On Wed, Mar 11, 2009 at 11:35:15AM +0100, Bengt Gördén wrote:
Anyone an idea
as to what is happening here,
and how it could be cured ?
I can't say that I can help you but 19 years as a network engineer can come in
handy.
The most obvious is that the network is overloaded in some way. Doesn't need
to be in terms of bandwidth. It can be things like spanning-tree going
heywire in switches. Redirects is another thing that comes to my mind. A
sophisticated (there are things like slow pings of IPv6 addresses that fills
up the table in a switch) DoS might also be the case.
If we assume it's the network that causes the problem you obviously have the
switches and the routers that can cause the problems not to say firewalls.
What network set up (equipment and such) do you have?
Is the network protected in some way?
I'll make a complete list of all the equipment
next monday (I don't return there before).
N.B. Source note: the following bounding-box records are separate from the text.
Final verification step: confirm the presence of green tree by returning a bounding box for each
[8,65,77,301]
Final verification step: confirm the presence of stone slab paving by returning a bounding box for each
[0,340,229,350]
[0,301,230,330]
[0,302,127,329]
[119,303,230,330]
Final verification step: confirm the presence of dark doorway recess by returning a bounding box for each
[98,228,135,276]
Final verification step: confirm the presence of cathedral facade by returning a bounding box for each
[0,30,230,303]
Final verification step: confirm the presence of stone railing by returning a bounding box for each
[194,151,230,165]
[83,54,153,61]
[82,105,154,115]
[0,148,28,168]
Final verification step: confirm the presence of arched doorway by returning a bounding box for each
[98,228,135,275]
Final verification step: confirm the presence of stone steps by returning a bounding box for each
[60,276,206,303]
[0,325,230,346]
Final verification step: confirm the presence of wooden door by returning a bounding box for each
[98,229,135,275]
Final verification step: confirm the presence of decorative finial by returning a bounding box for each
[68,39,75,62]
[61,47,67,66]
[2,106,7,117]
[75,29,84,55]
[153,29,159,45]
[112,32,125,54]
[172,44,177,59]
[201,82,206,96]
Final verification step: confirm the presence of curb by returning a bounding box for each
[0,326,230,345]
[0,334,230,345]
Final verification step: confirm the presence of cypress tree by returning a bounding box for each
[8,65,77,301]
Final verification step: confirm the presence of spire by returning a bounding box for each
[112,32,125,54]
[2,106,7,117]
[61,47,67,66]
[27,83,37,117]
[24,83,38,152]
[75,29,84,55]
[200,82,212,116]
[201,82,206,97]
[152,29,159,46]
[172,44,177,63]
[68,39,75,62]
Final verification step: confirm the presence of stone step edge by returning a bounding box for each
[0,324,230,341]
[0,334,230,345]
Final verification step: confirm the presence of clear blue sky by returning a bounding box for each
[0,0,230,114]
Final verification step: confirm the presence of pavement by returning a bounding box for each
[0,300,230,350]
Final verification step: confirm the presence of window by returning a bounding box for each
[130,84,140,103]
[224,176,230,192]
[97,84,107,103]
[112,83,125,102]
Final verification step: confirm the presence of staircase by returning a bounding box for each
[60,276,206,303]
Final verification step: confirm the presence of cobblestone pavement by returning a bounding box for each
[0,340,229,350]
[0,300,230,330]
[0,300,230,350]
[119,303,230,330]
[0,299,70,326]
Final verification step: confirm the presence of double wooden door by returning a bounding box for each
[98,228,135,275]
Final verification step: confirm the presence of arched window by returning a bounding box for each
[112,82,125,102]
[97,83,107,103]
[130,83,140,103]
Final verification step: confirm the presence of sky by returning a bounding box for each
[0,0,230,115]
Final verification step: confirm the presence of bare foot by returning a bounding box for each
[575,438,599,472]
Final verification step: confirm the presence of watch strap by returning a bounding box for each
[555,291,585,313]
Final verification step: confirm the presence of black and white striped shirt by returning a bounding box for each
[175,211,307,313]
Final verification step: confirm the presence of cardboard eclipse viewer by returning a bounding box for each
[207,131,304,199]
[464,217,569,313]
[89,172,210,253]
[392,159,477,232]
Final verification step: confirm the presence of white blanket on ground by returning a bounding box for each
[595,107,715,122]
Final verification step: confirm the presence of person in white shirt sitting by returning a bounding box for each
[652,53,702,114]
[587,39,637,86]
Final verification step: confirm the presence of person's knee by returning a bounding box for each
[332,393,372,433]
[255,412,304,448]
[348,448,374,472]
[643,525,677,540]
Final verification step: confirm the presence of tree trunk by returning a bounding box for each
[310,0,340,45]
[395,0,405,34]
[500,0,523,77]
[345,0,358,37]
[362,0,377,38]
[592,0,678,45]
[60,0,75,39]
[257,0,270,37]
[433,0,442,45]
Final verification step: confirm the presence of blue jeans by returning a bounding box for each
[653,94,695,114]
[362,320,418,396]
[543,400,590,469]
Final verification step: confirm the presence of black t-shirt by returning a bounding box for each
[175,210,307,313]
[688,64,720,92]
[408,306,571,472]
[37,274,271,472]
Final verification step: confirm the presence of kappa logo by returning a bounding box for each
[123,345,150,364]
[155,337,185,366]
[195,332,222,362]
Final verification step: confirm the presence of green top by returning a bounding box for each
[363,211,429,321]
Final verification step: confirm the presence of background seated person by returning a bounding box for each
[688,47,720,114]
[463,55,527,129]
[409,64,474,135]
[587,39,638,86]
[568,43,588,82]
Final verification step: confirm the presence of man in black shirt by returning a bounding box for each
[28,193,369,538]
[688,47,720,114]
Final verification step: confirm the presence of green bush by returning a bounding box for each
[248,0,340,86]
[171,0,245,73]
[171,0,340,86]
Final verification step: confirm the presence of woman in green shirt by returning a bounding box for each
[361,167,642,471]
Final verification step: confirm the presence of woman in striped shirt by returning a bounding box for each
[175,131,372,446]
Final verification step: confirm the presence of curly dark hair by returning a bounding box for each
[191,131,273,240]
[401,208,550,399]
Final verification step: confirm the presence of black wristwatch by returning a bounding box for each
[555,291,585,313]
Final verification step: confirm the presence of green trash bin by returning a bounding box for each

The network is completely isolated, there are just
the four WFS computers (and a fifth which was not
being used), and my Thinkpad R51.
Apart from the ssh -X connection the only traffic
are the messages I mentioned before (around 50/s)
and the status reports from the slave computers,
around 60/s for all three added. All messages are
less than an MTU.
Have you made some performance tests? iperf is handy.
TCP:
server:> iperf -s
client:> iperf -c server
UDP:
server:> iperf -su
client:> iperf -c server -u
Good tip, will do.
Now you're here you may be able to comment on
another problem: the network adapter in the
master does not receive the multicast messages
it is sending (even if the TX socket has the
IP_MULTICAST_LOOP option set). Chip is Intel
85something, driver e1000e.
Many thanks,
--
FA
Laboratorio di Acustica ed Elettroacustica
Parma, Italia
Be quiet, Master Land; and you, Professor,
will you be so good as to listen to me ?